En prenant pour repère Locke, qui nie l’inconscient, tout en attestant des associations d’idées, on peut esquisser un courant de pensée en rupture avec l’Essai sur l’entendement humain, qui dissocie le rapport d’équivalence entre la conscience et la réflexivité qui fonde encore la philosophie de la connaissance de Locke, dans le fil de Descartes. Cette disjonction va utiliser le phénomène du rêve pour avancer vers une prise en considération d’une part non consciente, ou au moins non volontaire, dans les opérations de la conscience. L’abbé Richard témoigne de ce que le rêve est au cœur d’une révision des relations entre âme et corps, corps et pensée. Mais là où J.-M. Vaysse situe la notion d’inconscient avant Freud dans une perspective métaphysique comme une hantise de la philosophie, c’est par la voie du matérialisme, de la médecine et de l’anthropologie que les Lumières esquissent une nouvelle compréhension de la subjectivité.

On peut la lire chez D’Holbach de manière exemplaire et sans doute sans pareil, à propos de « l’insu » dont il est de nombreuses fois question dans le Système de la nature, lorsqu’il évoque « ces mouvements internes et cachés, dont quelques-uns sont sensibles pour nous tandis que d’autres se font à notre insu et ne se font deviner que par les effets qu’ils produisent au dehors. » Un insu constitué de ces « expériences » qu’« aucun de nous n’a présentes à la mémoire ou ne s’en représente tout le fil ; ce sont pourtant ces expériences qui nous dirigent machinalement ou à notre insu dans toutes nos actions » et pour lesquelles « l’on a imaginé le mot instinct. » On prendra encore la mesure de l’« insu » dont parle Diderot dans les Eléments de physiologie, qui doit beaucoup à Leibniz, et s’involue dans le « pli » entre petites perceptions et mémoire, laquelle est « très certainement une qualité corporelle » et donne toute sa mesure au rêve. Le jugement devient ainsi le résultat de petites expériences sensibles qui existent en nous à notre insu, et l’entendement donne lieu à une déclaration dont toutes les conséquences méritent d’être mesurées : « Ce que nous connaissons le moins, c’est nous. L’objet, l’impression, la représentation, l’attention ». Les Eléments de physiologie font ainsi droit aux « passions de réminiscence », à la dissociation des affects et des représentations que le texte qualifie de « sophisme du plaisir ». Et une ébauche de la théorie de la névrose peut se lire dans l’article « inquiétude » de l’Encyclopédie, définie comme une contrariété de l’instinct, des goûts, et qui est « presque toujours l’effet du mécontentement de soi-même, […] du prix extrême qu’on attache à la possession de sa maîtresse, d’une place, de son ami » quand elle n’est pas l’effet de « l’ennui, du besoin, des passions, du dégoût ». Dans la perspective médicale analysée par Jean Deprun, qui en fait un « symptôme » du siècle, on se souviendra que, dès Locke, « l’inquiétude », encore et sinon mieux traduite, par « malaise » (uneasiness), « c’est ce que nous appelons désir » au point où Locke a fait « remarquer […] que le principal, sinon le seul aiguillon de l’activité humaine, est le malaise ». 
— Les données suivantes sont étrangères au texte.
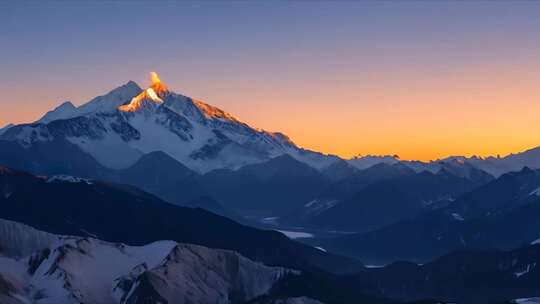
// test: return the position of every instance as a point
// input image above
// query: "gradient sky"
(419, 79)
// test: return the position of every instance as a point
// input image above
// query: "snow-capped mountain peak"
(116, 129)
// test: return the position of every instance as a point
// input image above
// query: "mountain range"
(150, 196)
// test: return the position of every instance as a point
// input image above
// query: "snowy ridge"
(121, 126)
(66, 269)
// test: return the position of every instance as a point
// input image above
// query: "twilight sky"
(419, 79)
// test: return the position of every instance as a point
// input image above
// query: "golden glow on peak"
(156, 84)
(154, 78)
(153, 93)
(137, 101)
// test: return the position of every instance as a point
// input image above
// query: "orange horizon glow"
(416, 119)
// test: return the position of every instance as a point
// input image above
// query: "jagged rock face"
(121, 126)
(86, 270)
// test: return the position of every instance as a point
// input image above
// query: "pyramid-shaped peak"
(156, 84)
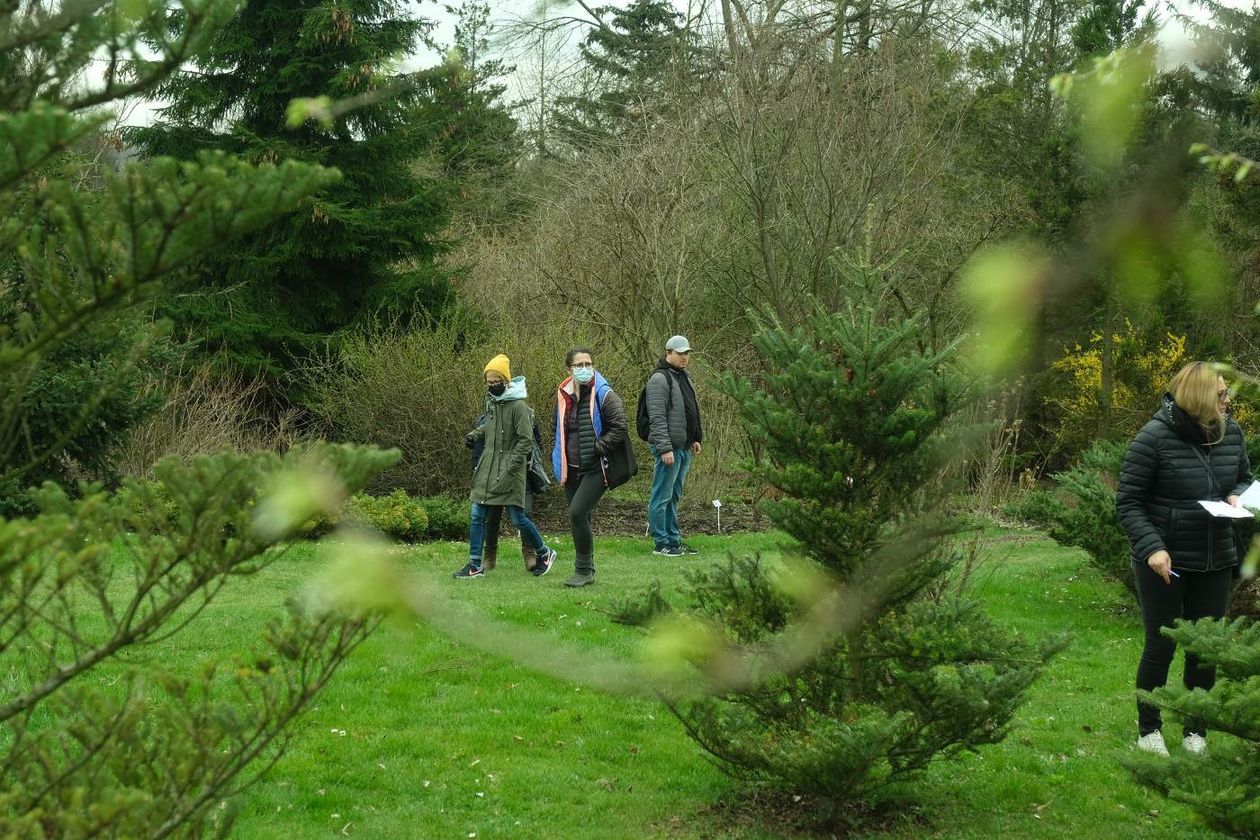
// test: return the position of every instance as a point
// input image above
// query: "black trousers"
(494, 522)
(1193, 595)
(584, 493)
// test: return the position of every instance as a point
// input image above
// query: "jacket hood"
(515, 389)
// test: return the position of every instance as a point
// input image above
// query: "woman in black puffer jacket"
(1183, 558)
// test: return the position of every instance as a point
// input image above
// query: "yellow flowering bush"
(1142, 370)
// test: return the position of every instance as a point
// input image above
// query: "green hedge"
(401, 516)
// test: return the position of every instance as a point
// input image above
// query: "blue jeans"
(519, 520)
(667, 489)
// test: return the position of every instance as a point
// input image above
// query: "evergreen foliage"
(150, 748)
(848, 422)
(102, 734)
(1081, 511)
(366, 247)
(639, 62)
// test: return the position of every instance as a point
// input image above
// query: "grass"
(425, 736)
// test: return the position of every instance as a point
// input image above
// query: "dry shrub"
(206, 413)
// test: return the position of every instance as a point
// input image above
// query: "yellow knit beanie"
(500, 365)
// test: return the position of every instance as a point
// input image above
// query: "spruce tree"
(848, 423)
(1222, 786)
(640, 64)
(367, 246)
(105, 731)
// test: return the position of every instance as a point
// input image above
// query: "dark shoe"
(469, 571)
(580, 579)
(544, 563)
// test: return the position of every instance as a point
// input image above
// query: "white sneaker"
(1153, 742)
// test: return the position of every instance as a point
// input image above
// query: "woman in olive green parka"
(499, 479)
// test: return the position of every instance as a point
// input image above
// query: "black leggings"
(584, 491)
(1193, 595)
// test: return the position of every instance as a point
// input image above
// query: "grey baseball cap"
(678, 344)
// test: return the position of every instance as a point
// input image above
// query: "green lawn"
(425, 736)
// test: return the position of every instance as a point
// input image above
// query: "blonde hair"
(1193, 388)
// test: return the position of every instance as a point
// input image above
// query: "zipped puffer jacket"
(1162, 482)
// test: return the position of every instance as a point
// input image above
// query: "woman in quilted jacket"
(1183, 557)
(499, 479)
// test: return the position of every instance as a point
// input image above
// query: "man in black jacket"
(675, 436)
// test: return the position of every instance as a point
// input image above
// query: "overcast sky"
(505, 13)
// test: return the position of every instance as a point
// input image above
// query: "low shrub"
(1080, 511)
(396, 515)
(447, 518)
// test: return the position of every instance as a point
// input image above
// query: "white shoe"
(1195, 744)
(1153, 742)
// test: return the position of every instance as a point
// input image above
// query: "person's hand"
(1161, 563)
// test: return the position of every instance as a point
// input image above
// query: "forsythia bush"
(1142, 373)
(397, 515)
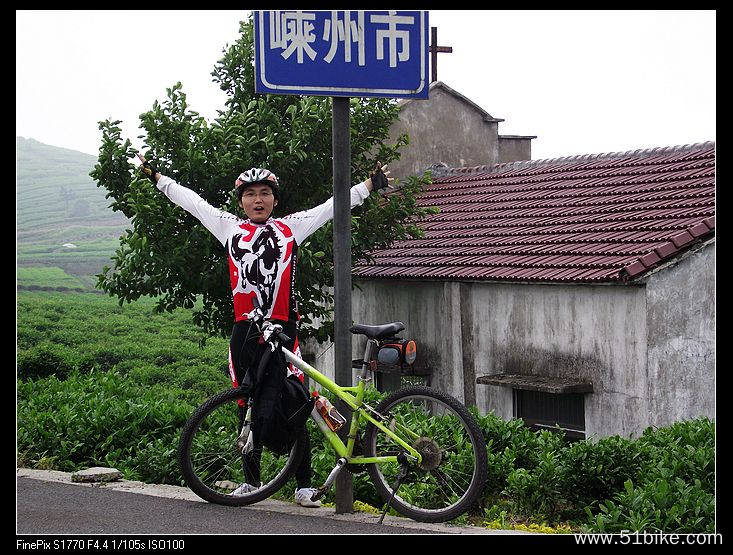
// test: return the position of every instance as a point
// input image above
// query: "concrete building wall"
(648, 348)
(443, 129)
(594, 333)
(512, 149)
(681, 323)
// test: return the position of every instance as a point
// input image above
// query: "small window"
(542, 411)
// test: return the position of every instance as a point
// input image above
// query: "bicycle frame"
(354, 397)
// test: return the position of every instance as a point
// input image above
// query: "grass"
(106, 385)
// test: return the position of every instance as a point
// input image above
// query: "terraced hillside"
(63, 219)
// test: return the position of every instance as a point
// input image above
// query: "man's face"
(258, 202)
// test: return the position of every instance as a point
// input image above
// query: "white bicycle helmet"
(256, 175)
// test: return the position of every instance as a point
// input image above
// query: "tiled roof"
(592, 218)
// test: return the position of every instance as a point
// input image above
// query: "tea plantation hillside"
(63, 219)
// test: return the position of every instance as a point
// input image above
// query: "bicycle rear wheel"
(454, 466)
(212, 463)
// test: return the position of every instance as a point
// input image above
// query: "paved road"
(55, 508)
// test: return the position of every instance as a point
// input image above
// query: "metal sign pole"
(341, 140)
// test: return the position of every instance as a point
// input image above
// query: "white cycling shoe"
(244, 489)
(303, 497)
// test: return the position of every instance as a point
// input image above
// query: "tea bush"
(103, 385)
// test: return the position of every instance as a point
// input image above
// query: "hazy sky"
(583, 81)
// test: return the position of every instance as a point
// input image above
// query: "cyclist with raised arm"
(262, 254)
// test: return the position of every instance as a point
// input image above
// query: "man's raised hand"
(379, 179)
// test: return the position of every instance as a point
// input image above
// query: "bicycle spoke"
(446, 481)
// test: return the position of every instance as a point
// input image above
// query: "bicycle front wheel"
(212, 462)
(453, 470)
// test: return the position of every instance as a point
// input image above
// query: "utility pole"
(341, 139)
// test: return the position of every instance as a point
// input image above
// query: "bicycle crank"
(320, 492)
(404, 471)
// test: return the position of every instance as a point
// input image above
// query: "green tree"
(168, 254)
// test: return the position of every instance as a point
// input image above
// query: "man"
(262, 253)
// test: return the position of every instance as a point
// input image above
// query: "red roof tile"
(592, 218)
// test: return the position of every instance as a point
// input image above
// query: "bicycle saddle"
(377, 332)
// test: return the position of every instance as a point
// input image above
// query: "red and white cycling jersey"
(262, 257)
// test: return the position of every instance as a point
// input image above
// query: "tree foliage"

A la fin du siècle, le Kant de l’Anthropologie d’un point de vue pragmatique réévaluait l’importance et le poids de la subjectivité consciente en attestant de l’existence de « ces représentations que nous avons sans en être conscients », prenait acte des « forces qui agissent sur nous hors de notre consentement et venant on ne sait d’où », et reconnaissait combien « le champ des représentations obscures est immense chez l’homme […] ». Il témoignait que « les représentations claires au contraire ne constituent que des points infiniment peu nombreux ouverts à la conscience ». 

Diderot, encore, fait de la pensée, une double action de la volonté dans laquelle le cerveau agit mais aussi d’une autre action involontaire où le cerveau est passif. L’âme elle-même est considérée comme une faculté subalterne par rapport à la puissance de la douleur, du plaisir, des passions. Dans le Rêve de d’Alembert et les Eléments de physiologie, il reconnaît encore combien l’homme est mû par une instance qui n’est pas la volonté.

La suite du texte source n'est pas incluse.